When I finish making a small quilt, I usually add it to my bulletin board. Sometimes I just remove a quilt that is approximately the same size to make room, and other times, I switch other quilts too to form a cohesive theme. It keeps the decor fresh and revolving.
Several people asked me questions this week so I thought I would show you.
I have given a few small quilts away, but most of the time, I just add them to my small quilt collection. I have fun curating the bulletin board.
I have a bunch of animal quilts now, and the ones in this picture are just a few of them. I just grabbed them without digging them all out.
I do make bigger quilts too, mostly lap quilts, and a smattering of bed size quilts. Aunt Daisy is going to be one of those really big, bed size quilts. Big quilts take a long time to make, and are difficult to go through my domestic sewing machine for quilting. And I would have a hard time finding uses for big quilts since there are only so many beds in the house and they take up a lot of storage space in the summer and for rotation.
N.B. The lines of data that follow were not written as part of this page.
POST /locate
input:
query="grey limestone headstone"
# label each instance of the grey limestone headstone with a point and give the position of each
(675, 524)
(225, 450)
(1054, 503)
Although the big may seem to be more practical, they are actually less useful to me. Small quilts are fun to make, don't take up a lot of time to make or a lot of space to store. They let me play and try out different techniques, and let me have finishes even when I can't devote large amounts of time quilting.
Last year, I showed a whole post with my statistics, so here is an update. The number of quilt finishes increased, but the spread between starts and finishes didn't move last year. I am hoping that this year I can narrow the gap. Because I make small quilts, sometimes ugly ones I finish in a week, the number of finishes isn't that impressive.
Last year, I tried to only start quilts I was committed to finish, so I had fewer starts. I did have one more start than finish because I chose to make a big quilt that I knew I couldn't finish quickly: the Aunt Daisy quilt pattern that I am calling Jazzy Blues.